UBS has since recalibrated for 2026, reversing some grid cuts and introducing what industry sources describe as the highest top-end payout in the wirehouse business for individual advisors producing $20 million or more. Management expects Americas net new assets to turn positive in the second half of 2026.
But the structural tension remains: Swiss banking culture, where relationship managers are salaried employees, clashes fundamentally with the US wirehouse model, where advisors view themselves as revenue-generating entrepreneurs. The next CEO will need to decide whether UBS truly wants to compete for US wallet share at American cost levels, or will accept a permanently lower margin in exchange for global scale.
What this all means for private banking talent
Talent is in motion and the window is open. The combination of Credit Suisse integration, US advisor attrition, and leadership uncertainty has created the most fluid talent market in Swiss and international private banking in a decade. Senior RMs with portable books and strong UHNW relationships have extraordinary leverage right now.

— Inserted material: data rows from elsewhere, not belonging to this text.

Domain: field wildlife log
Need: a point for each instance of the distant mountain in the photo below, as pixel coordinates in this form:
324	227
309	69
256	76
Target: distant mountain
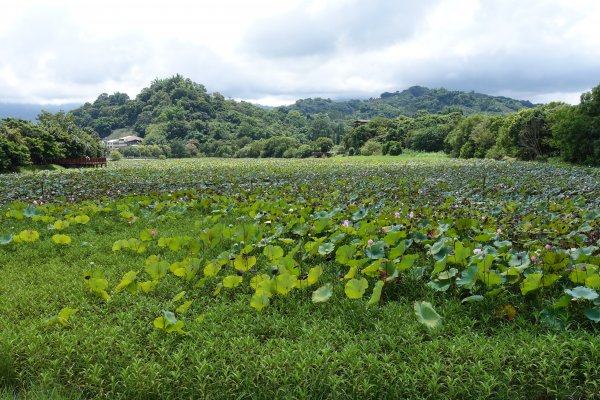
409	102
30	111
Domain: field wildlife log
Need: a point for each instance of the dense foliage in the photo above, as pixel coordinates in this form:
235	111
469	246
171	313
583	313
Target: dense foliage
183	116
340	278
55	136
409	102
185	120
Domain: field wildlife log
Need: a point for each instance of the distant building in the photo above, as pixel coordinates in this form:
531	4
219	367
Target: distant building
360	122
123	142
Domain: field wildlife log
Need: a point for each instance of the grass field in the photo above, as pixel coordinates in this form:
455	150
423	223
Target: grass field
197	278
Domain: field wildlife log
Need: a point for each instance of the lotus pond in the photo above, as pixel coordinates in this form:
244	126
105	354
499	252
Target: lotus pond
340	278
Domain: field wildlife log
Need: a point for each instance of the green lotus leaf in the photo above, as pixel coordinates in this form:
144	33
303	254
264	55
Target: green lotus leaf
427	315
376	295
355	288
582	293
322	294
232	281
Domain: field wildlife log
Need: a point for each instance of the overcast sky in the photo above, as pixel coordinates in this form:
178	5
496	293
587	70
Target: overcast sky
276	51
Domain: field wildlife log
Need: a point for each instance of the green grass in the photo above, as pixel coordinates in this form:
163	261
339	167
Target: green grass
292	349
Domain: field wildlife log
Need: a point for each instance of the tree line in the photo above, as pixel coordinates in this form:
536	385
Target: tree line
54	137
179	118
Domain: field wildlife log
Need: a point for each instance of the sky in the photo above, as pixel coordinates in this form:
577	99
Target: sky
274	52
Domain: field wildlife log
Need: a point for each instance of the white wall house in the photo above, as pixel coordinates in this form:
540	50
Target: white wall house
123	142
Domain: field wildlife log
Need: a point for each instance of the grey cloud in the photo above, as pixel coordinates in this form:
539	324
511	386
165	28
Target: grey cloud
354	25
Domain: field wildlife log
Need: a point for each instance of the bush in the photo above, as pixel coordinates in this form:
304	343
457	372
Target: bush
370	148
394	148
115	155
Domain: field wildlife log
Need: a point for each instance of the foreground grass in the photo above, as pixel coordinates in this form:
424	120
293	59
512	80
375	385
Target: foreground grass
292	349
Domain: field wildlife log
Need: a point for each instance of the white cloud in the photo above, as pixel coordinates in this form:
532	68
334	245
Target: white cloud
271	51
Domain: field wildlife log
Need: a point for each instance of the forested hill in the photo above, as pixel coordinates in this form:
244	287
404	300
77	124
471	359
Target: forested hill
177	108
29	112
409	102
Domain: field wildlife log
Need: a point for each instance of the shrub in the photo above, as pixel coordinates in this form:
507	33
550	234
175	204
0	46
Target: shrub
115	155
370	148
394	148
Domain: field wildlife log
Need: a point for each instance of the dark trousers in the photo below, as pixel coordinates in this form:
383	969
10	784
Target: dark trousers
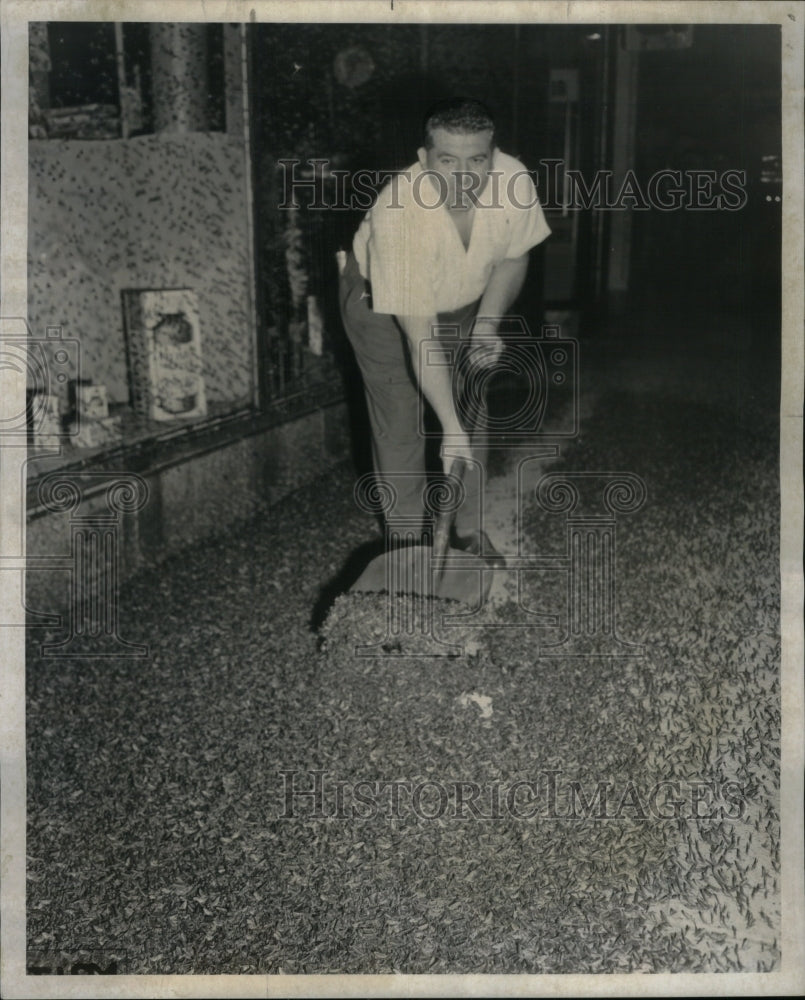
394	401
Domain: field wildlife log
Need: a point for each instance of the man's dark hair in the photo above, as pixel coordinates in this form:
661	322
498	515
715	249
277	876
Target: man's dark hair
457	115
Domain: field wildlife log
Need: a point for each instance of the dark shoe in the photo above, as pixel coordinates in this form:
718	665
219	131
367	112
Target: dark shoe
477	544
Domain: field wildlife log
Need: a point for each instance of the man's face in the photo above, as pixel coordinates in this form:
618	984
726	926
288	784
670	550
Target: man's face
464	160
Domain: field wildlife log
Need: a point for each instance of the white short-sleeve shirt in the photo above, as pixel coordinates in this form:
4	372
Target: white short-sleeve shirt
410	251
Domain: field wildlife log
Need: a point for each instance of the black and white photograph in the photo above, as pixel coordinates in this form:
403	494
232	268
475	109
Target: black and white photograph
402	528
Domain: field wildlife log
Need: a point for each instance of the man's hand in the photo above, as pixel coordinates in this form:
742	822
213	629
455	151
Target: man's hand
486	345
455	446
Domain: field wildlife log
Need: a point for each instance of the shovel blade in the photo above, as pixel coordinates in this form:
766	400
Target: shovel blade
412	570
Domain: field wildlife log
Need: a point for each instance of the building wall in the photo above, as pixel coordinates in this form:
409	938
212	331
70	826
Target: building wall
155	211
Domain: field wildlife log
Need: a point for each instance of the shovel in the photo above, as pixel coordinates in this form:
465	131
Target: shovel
435	570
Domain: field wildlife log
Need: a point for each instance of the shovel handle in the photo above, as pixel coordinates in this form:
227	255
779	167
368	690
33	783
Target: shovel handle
444	522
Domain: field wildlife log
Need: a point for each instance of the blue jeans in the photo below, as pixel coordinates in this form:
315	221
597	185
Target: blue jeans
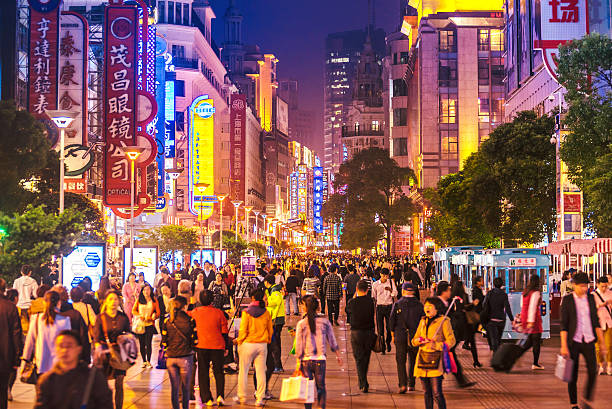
316	370
179	370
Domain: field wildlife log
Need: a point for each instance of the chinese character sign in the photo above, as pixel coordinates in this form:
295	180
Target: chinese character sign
560	21
238	145
44	30
201	157
120	100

The next CEO's profile will signal strategic direction. If Khan gets the job, expect an aggressive push into Asia-Pacific wealth and UHNW growth. If Karofsky prevails, the Americas business will likely get more investment and patience. If Ivanovic surprises, look for a return to UBS's asset management and institutional roots. Each scenario creates different hiring priorities and different opportunities for candidates.
UBS is simultaneously cutting and recruiting. The bank plans to add roles in India while reducing positions in Switzerland, a global rebalancing that will reshape mid-level operations and compliance functions. Meanwhile, client-facing senior bankers remain protected. If you are a revenue generator with a strong book, you have never been more valuable to UBS or to its competitors looking to recruit you.
Regulatory outcomes will determine compensation budgets. If the capital compromise holds, UBS will have significantly more flexibility to invest in talent and pay competitively. If a harder-line proposal resurfaces, expect belt-tightening that could push more bankers toward boutiques and independent wealth managers.
The bottom line
UBS stands at a genuine inflection point. It has survived what Ermotti himself has called the most complex bank merger in history, doubled its share price, and positioned itself as the undisputed global leader in private wealth. But the next twelve months will determine whether this colossus can transition smoothly to new leadership, complete its technical integration without mishap, resolve its regulatory standoff, and fix its US profitability problem, all at the same time.
For those of us who operate in this ecosystem every day, advising senior bankers on their next move, helping institutions find their future leaders, this is the most consequential period in private banking in a generation. The decisions being made right now at Bahnhofstrasse 45 will ripple through Geneva, Singapore, Dubai, London, and every other financial center for years to come.